Experimental Results on Statlog Data Sets

This section reports the experiments conducted to evaluate the effects of QuickRBF package. In particular, we are interested in how the mechanism proposed in this paper performs in comparison with the SVM and other famous classifiers in data classification benchmark data sets.

The experiments in this section are conducted to evaluate the performance of the QuickRBF classifier against other famous classifiers, the RVKDE classifier [Oyang et al., 2005], APC-III [Hwang and Bang, 1997], LIBSVM [Chang and Lin, 2001] and KNN. The discussions of the experiments will focus on the following two issues: classification accuracy and execution efficiency. Also, regarding to the parameter settings of other classifiers for comparison, we adopted the parameter settings suggested by the authors in their original papers.

Table 1 lists the main characteristics of the three data sets used in the experiments.
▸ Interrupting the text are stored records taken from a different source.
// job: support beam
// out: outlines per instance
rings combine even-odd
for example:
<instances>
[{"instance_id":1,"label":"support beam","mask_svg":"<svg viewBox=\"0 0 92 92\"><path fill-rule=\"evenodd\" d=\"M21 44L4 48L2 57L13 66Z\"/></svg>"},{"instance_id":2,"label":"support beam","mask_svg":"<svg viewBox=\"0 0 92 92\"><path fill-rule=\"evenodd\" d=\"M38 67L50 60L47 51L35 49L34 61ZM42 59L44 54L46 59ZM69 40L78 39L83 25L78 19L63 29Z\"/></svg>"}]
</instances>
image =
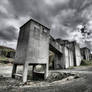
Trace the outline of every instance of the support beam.
<instances>
[{"instance_id":1,"label":"support beam","mask_svg":"<svg viewBox=\"0 0 92 92\"><path fill-rule=\"evenodd\" d=\"M16 70L17 70L17 64L13 64L13 69L12 69L12 78L15 78Z\"/></svg>"},{"instance_id":2,"label":"support beam","mask_svg":"<svg viewBox=\"0 0 92 92\"><path fill-rule=\"evenodd\" d=\"M27 82L27 74L28 74L28 63L25 63L23 66L23 82Z\"/></svg>"},{"instance_id":3,"label":"support beam","mask_svg":"<svg viewBox=\"0 0 92 92\"><path fill-rule=\"evenodd\" d=\"M44 79L47 79L47 77L48 77L48 64L44 65L44 70L45 70Z\"/></svg>"}]
</instances>

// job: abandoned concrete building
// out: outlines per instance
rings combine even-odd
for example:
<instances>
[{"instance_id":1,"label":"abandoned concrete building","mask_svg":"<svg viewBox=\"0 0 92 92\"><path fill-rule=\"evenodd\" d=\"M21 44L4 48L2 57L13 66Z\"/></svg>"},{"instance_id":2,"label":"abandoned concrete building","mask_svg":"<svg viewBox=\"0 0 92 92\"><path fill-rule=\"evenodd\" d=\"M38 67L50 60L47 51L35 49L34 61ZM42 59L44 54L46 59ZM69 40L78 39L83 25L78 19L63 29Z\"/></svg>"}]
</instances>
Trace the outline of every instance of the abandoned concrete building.
<instances>
[{"instance_id":1,"label":"abandoned concrete building","mask_svg":"<svg viewBox=\"0 0 92 92\"><path fill-rule=\"evenodd\" d=\"M90 60L90 49L87 47L81 48L82 59Z\"/></svg>"},{"instance_id":2,"label":"abandoned concrete building","mask_svg":"<svg viewBox=\"0 0 92 92\"><path fill-rule=\"evenodd\" d=\"M81 53L78 43L54 39L50 29L31 19L20 28L12 77L15 77L17 65L23 65L23 82L27 81L28 66L44 67L44 78L48 77L49 67L52 69L79 66Z\"/></svg>"}]
</instances>

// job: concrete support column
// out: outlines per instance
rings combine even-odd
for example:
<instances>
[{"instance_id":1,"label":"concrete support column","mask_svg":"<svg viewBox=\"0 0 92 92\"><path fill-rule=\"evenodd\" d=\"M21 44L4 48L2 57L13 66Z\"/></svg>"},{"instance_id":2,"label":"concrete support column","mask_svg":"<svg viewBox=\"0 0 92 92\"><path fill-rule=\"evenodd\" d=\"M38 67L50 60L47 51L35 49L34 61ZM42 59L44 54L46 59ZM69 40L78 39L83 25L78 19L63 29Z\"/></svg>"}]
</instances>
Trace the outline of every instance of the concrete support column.
<instances>
[{"instance_id":1,"label":"concrete support column","mask_svg":"<svg viewBox=\"0 0 92 92\"><path fill-rule=\"evenodd\" d=\"M44 65L44 69L45 69L45 74L44 74L44 78L47 79L48 77L48 63Z\"/></svg>"},{"instance_id":2,"label":"concrete support column","mask_svg":"<svg viewBox=\"0 0 92 92\"><path fill-rule=\"evenodd\" d=\"M16 70L17 70L17 64L13 64L13 69L12 69L12 78L15 78Z\"/></svg>"},{"instance_id":3,"label":"concrete support column","mask_svg":"<svg viewBox=\"0 0 92 92\"><path fill-rule=\"evenodd\" d=\"M32 69L32 78L34 79L34 70L35 70L35 66L36 65L33 65L33 69Z\"/></svg>"},{"instance_id":4,"label":"concrete support column","mask_svg":"<svg viewBox=\"0 0 92 92\"><path fill-rule=\"evenodd\" d=\"M28 74L28 63L25 63L23 66L23 82L27 82L27 74Z\"/></svg>"}]
</instances>

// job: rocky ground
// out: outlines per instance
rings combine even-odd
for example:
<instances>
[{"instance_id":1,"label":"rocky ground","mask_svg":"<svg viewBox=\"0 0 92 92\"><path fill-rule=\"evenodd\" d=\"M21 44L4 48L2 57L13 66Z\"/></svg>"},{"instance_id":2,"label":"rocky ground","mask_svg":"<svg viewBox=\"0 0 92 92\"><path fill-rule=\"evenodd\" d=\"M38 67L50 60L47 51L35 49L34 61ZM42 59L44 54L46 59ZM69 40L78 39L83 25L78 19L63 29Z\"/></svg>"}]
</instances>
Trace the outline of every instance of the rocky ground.
<instances>
[{"instance_id":1,"label":"rocky ground","mask_svg":"<svg viewBox=\"0 0 92 92\"><path fill-rule=\"evenodd\" d=\"M24 85L20 79L11 78L11 64L1 64L0 92L92 92L91 70L92 66L82 66L50 71L48 80L28 80L28 83ZM22 67L18 67L18 72L22 72Z\"/></svg>"}]
</instances>

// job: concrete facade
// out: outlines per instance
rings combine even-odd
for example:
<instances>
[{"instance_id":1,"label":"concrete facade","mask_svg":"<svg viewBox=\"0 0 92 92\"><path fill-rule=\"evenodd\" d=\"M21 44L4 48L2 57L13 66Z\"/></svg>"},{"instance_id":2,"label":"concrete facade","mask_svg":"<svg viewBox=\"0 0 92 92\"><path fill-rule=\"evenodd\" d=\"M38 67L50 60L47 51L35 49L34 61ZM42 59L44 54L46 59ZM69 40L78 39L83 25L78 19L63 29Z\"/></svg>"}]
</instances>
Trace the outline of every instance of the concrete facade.
<instances>
[{"instance_id":1,"label":"concrete facade","mask_svg":"<svg viewBox=\"0 0 92 92\"><path fill-rule=\"evenodd\" d=\"M48 76L49 60L49 32L50 30L31 19L20 28L12 77L16 73L17 65L23 65L23 82L27 81L28 66L43 65L45 78Z\"/></svg>"},{"instance_id":2,"label":"concrete facade","mask_svg":"<svg viewBox=\"0 0 92 92\"><path fill-rule=\"evenodd\" d=\"M23 82L27 81L28 66L44 68L44 77L48 77L49 66L63 69L79 66L81 54L79 45L68 40L54 39L50 29L31 19L20 28L12 77L15 77L17 65L23 65ZM53 54L49 54L51 51ZM54 56L54 57L53 57Z\"/></svg>"},{"instance_id":3,"label":"concrete facade","mask_svg":"<svg viewBox=\"0 0 92 92\"><path fill-rule=\"evenodd\" d=\"M82 59L90 60L90 49L87 47L81 48Z\"/></svg>"}]
</instances>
All three data sets, satimage, letter, and shuttle, are from the Statlog collection [Michie et al., 1994]. The hardware platform used in the experiments is a workstation with dual Pentium-III-1GHz CPUs, 2GB RAM, and the FreeBSD UNIX-release 4.10.

Table 2 lists the number of support vectors of the three data sets, and we use the support vectors which are selected by SVM as our centers to compare with SVM.

Table 3 compares the accuracy delivered by alternative classification algorithms with the three benchmark data sets. As Table 3 shows, the proposed method basically delivers the same level of accuracy with other famous classifiers, SVM and RVKDE, while the KNN and APC-III based classifier do not produce comparable generation results.

Table 4 compares the execution time of the RVKDE classifier, the SVM, the APC-III based classifier and the proposed method with the Statlog data sets. In Table 4, the total time taken to construct classifiers based on the given training data sets are listed in the rows marked by "Make classifier". The time listed in "Make classifier" row are the time of cross validation for RVKDE classifier, the time of model selection for SVM, and the time of clustering process, calculating bandwidths and weights of APC-III based classifier. Also, for proposed classifier, the reported time is the time of calculating weights. In addition, the time taken by alternative classifiers to predict the classes of the testing instances are listed in the rows marked by "Prediction".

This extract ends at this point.